Ingredients for 4 people


1 2/3 cup flour
1/2 cup sugar
7 tablespoons butter
Water as needed
1 egg yolk
3 eggs
1 1/2 tablespoon sugar
4 1/5 ounces ricotta
2 1/2 ounces fresh Caciotta cheese
2 1/2 ounces prosciutto
one slice 3.5 ounces mozzarella cheese
1/4 cup Pecorino cheese grated
Extra virgin olive oil for greasing as needed
Salt to taste


Ingredients


flour
ricotta

Preparation 40 minutes preparation + 60 minutes cooking

1
On a work surface, combine flour with 1/2 cup of sugar and make a well.

2
Add 1 egg yolk, a pinch of salt and pats of butter at room temperature.

3
Knead until the dough is soft and smooth. Shape into a ball, cover with a cotton towel and set aside to rest in a cool place for about 1 hour.

4
Strain ricotta through a sieve.

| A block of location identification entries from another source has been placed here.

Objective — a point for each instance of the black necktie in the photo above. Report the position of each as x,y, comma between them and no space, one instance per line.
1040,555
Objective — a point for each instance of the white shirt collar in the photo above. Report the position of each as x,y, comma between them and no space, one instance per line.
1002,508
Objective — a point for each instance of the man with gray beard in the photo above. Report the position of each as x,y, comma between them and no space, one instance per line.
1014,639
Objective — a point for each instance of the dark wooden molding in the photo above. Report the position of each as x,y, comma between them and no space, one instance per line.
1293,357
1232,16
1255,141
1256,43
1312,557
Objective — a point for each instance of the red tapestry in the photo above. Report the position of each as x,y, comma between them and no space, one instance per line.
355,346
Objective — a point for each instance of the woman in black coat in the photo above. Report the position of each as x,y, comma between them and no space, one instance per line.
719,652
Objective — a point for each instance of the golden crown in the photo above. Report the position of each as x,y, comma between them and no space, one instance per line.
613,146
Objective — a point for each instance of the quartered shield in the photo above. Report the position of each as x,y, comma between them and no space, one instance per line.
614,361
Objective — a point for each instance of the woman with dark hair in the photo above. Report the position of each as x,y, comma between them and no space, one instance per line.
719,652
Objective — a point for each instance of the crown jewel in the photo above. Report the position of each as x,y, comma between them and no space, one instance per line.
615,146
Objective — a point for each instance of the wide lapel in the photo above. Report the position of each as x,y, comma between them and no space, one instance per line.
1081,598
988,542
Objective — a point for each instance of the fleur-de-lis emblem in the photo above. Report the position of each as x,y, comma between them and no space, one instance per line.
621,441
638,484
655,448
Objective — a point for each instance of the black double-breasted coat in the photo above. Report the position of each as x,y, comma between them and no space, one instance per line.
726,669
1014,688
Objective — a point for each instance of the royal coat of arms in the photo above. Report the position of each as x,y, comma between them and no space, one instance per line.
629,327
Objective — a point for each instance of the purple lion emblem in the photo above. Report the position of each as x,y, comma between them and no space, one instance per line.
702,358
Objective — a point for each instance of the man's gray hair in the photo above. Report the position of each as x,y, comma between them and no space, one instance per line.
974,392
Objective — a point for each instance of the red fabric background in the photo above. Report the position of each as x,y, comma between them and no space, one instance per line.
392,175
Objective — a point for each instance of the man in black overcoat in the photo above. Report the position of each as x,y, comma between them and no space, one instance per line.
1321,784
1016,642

In a bowl, combine ricotta, Caciotta cheese, mozzarella and diced prosciutto. Mix well and add 1 1/2 tablespoons sugar, grated Pecorino cheese, one whole egg and one yolk. Combine everything.

5
Divide dough into two pieces, one slightly larger than the other. Flatten and roll out with a rolling pin into two 1/8-inch discs.

6
Oil a pie pan and line with the bigger disc, letting any excess dough hang out the sides.

7
Spoon in filling, levelling with a spatula. Cover with the smaller disc and seal pie by folding in the overhang of the larger shell.

8
Beat one egg with a small amount of water and brush surface to seal and give it a nice golden color.

9
Cook in a preheated 350°F oven for about 1 hour.